A New Method for Determination of Stability Constant of Cyclodextrin Complexes by Membrane Permeation Technique

Abstract

It is important to determine the stability constant (Km:n defined by Eq. 1) of cyclodextrin (CyD) complexes with great accuracy, because this parameter is useful for the estimation of changes in physicochemical and biopharmaceutical properties of the guest molecule included in the CyD cavity: $$ Kc = \frac{{[complex]}} {{[CyD]_m \cdot[guest]_n }} $$ (1) where [complex], [CyD] and [guest] are molar concentrations of the complex and free CyD and guest molecules, respectively, and m and n are binding mole numbers of CyD and guest in the complex, respectively.
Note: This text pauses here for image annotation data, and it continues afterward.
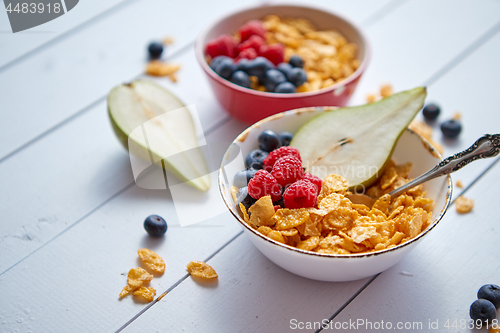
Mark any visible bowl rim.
[218,106,453,259]
[195,3,372,99]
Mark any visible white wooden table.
[0,0,500,332]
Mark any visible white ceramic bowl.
[219,107,452,281]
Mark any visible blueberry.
[441,119,462,139]
[288,55,304,68]
[231,71,250,88]
[234,58,250,73]
[274,81,295,94]
[215,58,234,80]
[263,69,286,92]
[469,299,497,323]
[422,103,441,120]
[277,62,292,76]
[144,215,168,237]
[236,186,257,210]
[477,284,500,309]
[248,57,274,79]
[233,169,257,188]
[210,56,231,71]
[148,42,163,59]
[286,67,307,87]
[245,149,268,170]
[279,132,293,146]
[258,130,281,152]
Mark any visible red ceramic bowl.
[195,5,370,123]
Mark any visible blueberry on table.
[233,169,257,188]
[276,62,293,76]
[236,186,257,210]
[469,299,497,323]
[230,71,251,88]
[210,56,231,71]
[286,67,307,87]
[274,81,295,94]
[247,57,274,79]
[214,58,234,80]
[148,42,163,59]
[477,284,500,309]
[288,55,304,68]
[263,69,286,91]
[245,149,268,170]
[144,215,168,237]
[257,130,281,152]
[279,132,293,146]
[441,119,462,139]
[422,103,441,120]
[234,58,250,73]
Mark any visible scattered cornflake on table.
[137,249,165,274]
[366,94,378,103]
[186,261,218,279]
[134,287,156,302]
[408,120,444,154]
[146,60,181,82]
[455,196,474,214]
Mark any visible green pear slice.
[108,80,210,191]
[290,87,427,189]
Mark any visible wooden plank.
[334,158,500,332]
[0,0,131,70]
[124,235,369,332]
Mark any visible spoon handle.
[389,134,500,198]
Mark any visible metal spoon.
[347,134,500,208]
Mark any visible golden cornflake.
[137,249,165,274]
[455,196,474,214]
[127,267,153,289]
[146,60,181,82]
[186,261,218,279]
[134,287,156,302]
[380,84,394,98]
[262,15,360,92]
[248,195,274,227]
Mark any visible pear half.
[108,80,210,191]
[290,87,427,189]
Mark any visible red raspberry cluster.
[248,146,321,208]
[206,20,285,65]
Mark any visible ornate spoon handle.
[389,134,500,197]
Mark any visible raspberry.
[235,48,257,62]
[238,35,266,52]
[264,146,302,171]
[283,180,318,208]
[248,170,281,201]
[259,43,285,66]
[302,172,323,193]
[205,35,236,59]
[271,156,304,187]
[238,20,266,42]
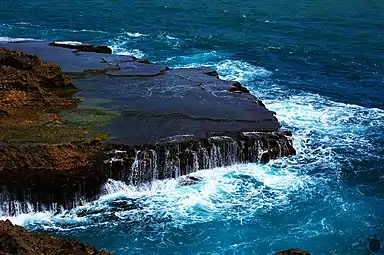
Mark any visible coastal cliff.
[0,220,110,255]
[0,41,295,215]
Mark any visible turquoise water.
[0,0,384,254]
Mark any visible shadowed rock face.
[0,49,74,115]
[0,220,110,255]
[275,249,311,255]
[49,42,112,54]
[0,42,296,215]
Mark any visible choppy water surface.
[0,0,384,254]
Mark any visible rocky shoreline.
[0,41,300,254]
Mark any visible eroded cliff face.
[0,42,296,215]
[0,220,110,255]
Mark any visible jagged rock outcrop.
[0,48,74,115]
[0,42,296,215]
[49,42,112,54]
[0,220,110,255]
[275,248,311,255]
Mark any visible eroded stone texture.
[0,42,296,215]
[0,220,110,255]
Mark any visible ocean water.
[0,0,384,255]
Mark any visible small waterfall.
[0,132,295,216]
[104,132,295,185]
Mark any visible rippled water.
[0,0,384,254]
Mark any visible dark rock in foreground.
[49,42,112,54]
[0,220,110,255]
[0,41,296,215]
[275,248,311,255]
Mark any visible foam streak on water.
[0,31,384,254]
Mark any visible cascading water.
[0,0,384,255]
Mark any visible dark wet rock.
[228,82,249,93]
[0,220,110,255]
[179,175,203,186]
[0,42,296,215]
[275,248,311,255]
[49,42,112,54]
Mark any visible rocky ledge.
[275,248,311,255]
[0,220,110,255]
[0,41,295,215]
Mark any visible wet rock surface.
[275,249,311,255]
[0,41,296,215]
[0,220,110,255]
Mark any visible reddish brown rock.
[0,220,110,255]
[275,248,311,255]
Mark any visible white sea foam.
[2,52,384,241]
[124,32,148,38]
[55,41,83,46]
[0,36,42,42]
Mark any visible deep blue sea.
[0,0,384,255]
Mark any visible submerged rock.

There are many methods for determination of the stability constant of CyD complexes, using various techniques such as solubility, potentiometry, kinetic and spectroscopic methods [1]. All these methods are based principally on titrating certain physical or chemical properties of the guest with CyD, and analyzing the CyD concentration dependencies by means of Benesi-Hildebrand equation, Lineweaver-Burk equation or their modified forms. Therefore, the change in physicochemical property of the guest molecule has to be measured as a function of CyD concentration. In this study, we developed a simple and reliable method for the determination of stability constant of CyD complexes by analyzing permeation rate of the guest in the presence of CyD through a cellophane membrane.